Travelers can work off the food and wine exploring Porto’s art and architecture, culture and history. Louro takes visitors to some of the city’s best-known sites taking them 800 years back in time exploring Porto’s architecture and history, art and culture, and gardens and parks.
Louro will guide visitors through some of Porto’s most famous buildings explaining the history of the city as guests marvel at the Clerigos Tower, Sao Bento Train Station (where many people travel through when they arrive in Porto and is notable as one of the world’s most beautiful train stations), Porto’s Cathedral (a Romanesque cathedral that mimics Paris’ Notre Dame), Lello’s Bookshop (you might recognize from the Harry Potter movies), Ribeira Square (a World Heritage site by the United Nations Educational, Scientific and Cultural Organization), Rua das Flores (Porto’s famed dining and shopping street), and the Stock Exchange Palace (a neo-classical edifice built in the 19th century and is also a designated World Heritage site by UNESCO) on the walking tour.

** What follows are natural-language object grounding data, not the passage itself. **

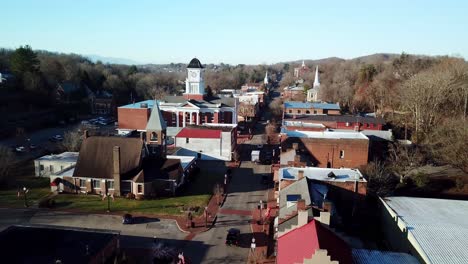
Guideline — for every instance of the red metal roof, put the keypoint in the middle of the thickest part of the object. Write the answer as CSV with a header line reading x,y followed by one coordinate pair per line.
x,y
199,133
302,242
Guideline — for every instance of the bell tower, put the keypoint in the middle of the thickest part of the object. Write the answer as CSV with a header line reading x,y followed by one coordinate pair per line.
x,y
195,82
156,132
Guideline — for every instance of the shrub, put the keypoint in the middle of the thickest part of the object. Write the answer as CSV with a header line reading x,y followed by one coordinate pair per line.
x,y
459,183
421,180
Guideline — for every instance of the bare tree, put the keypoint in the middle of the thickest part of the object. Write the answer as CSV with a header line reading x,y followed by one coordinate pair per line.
x,y
72,141
6,159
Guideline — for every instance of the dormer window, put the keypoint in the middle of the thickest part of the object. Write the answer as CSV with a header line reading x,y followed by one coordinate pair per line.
x,y
154,137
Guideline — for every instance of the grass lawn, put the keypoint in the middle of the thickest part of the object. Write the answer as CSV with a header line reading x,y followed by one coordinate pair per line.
x,y
195,194
38,188
162,206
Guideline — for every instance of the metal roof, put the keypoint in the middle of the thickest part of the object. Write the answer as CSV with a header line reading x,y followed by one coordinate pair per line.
x,y
439,227
307,105
364,256
324,134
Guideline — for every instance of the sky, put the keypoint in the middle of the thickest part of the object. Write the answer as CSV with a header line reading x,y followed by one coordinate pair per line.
x,y
236,31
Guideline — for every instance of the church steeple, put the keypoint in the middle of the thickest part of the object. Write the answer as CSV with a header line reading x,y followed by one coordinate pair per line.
x,y
265,81
316,80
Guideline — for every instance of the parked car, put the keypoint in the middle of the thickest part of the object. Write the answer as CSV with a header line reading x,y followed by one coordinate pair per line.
x,y
127,219
56,138
266,178
20,149
232,237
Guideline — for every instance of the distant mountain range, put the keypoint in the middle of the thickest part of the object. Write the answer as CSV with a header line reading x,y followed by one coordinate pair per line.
x,y
112,60
369,59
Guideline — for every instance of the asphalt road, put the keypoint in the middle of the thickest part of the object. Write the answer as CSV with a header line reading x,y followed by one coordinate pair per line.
x,y
244,193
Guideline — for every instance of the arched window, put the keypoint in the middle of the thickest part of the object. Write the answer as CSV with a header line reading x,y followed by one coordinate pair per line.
x,y
154,136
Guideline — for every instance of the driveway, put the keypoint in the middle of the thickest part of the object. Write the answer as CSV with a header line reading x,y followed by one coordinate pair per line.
x,y
244,192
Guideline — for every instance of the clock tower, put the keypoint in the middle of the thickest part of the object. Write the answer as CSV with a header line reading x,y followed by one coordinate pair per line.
x,y
195,82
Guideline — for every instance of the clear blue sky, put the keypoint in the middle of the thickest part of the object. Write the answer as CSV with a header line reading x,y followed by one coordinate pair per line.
x,y
236,31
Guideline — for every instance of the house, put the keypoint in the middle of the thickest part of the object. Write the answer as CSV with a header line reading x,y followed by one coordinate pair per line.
x,y
251,87
292,92
310,242
294,109
124,165
49,164
193,108
313,94
207,142
432,230
102,103
343,122
301,71
329,149
48,244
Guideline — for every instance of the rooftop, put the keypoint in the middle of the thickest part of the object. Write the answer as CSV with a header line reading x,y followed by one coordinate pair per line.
x,y
65,157
321,174
324,134
199,133
336,118
439,226
364,256
308,105
33,244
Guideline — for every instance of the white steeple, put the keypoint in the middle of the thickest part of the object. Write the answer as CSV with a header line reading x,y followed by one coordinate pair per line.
x,y
265,81
316,80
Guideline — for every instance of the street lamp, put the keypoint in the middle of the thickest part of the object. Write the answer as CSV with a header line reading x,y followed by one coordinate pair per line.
x,y
25,191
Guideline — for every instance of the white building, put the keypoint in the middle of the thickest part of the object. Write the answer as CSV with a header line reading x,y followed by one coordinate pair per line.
x,y
49,164
211,142
313,94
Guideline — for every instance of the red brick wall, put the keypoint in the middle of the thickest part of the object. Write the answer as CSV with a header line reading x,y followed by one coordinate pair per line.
x,y
133,118
322,151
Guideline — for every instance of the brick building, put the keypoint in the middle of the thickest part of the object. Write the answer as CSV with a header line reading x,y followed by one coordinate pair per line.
x,y
329,149
193,108
345,122
294,109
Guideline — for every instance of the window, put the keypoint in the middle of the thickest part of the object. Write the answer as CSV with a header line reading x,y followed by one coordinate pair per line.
x,y
97,184
110,184
154,136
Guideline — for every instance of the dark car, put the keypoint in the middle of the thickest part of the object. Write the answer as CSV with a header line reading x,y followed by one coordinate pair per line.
x,y
232,238
266,179
127,219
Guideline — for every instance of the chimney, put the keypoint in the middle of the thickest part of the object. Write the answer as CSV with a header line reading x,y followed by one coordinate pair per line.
x,y
301,205
116,169
296,146
297,158
85,134
302,214
327,206
300,174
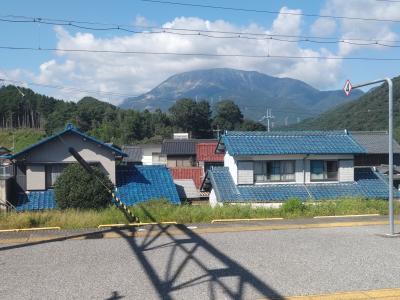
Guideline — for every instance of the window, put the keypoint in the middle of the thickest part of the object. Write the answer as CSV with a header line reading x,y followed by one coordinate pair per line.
x,y
53,171
324,170
276,170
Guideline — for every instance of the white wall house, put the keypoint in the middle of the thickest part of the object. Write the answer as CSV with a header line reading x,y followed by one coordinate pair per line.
x,y
38,166
290,169
271,167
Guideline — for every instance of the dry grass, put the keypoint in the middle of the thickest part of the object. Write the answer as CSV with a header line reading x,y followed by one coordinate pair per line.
x,y
162,211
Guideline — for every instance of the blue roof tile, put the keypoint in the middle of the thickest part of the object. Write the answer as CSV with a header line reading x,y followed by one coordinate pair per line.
x,y
36,200
301,142
137,184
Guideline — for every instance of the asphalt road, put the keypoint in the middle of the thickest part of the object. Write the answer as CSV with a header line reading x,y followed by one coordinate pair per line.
x,y
230,265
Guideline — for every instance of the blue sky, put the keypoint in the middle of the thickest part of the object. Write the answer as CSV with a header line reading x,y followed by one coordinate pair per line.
x,y
116,74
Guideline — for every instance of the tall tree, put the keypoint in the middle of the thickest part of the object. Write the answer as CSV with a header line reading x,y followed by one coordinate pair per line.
x,y
191,116
228,115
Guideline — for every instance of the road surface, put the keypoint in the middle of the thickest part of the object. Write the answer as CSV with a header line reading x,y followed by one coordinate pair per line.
x,y
188,265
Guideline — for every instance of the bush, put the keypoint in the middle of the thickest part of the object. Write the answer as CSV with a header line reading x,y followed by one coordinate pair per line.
x,y
75,188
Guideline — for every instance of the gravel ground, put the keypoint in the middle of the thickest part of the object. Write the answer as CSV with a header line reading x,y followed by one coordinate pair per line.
x,y
238,265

Art aficionados will delight as Louro explores Porto’s famed museums: Serralves Museum of Contemporary Art (known for its collection of modern art as well as performances), the Casa da Musica (a stylish modern concert hall that is home to three orchestras), Soares dos Reis National Museum (Portugal’s first national museum founded in 1833 and the home of Portuguese sculptor Antonio Soares dos Reis works), and Sao Joao National Theatre (Porto’s historic theater) with guests.
Gardeners and urban outdoor enthusiasts will delight in Porto’s botanical gardens and parks on this walking tour admiring Palacio Gardens and enjoying a picnic at the city’s largest park, Parque da Cidade.
For those who love to walk, April to September offers travelers the best walking weather when it’s sunny and pleasantly warm in Porto.
Louro told Girls That Roam that visitors shouldn’t depart from Porto without enjoying a sunset cocktail – perhaps port – along the Ribeira, the city’s riverfront promenade; stopping at Sao Bento Train Station to admire the tile artwork; forgetting their diet by indulging in Francesinha sandwich; or clubbing at the heart of Porto at one of the city’s glitzy new queer-friendly bars and nightclubs.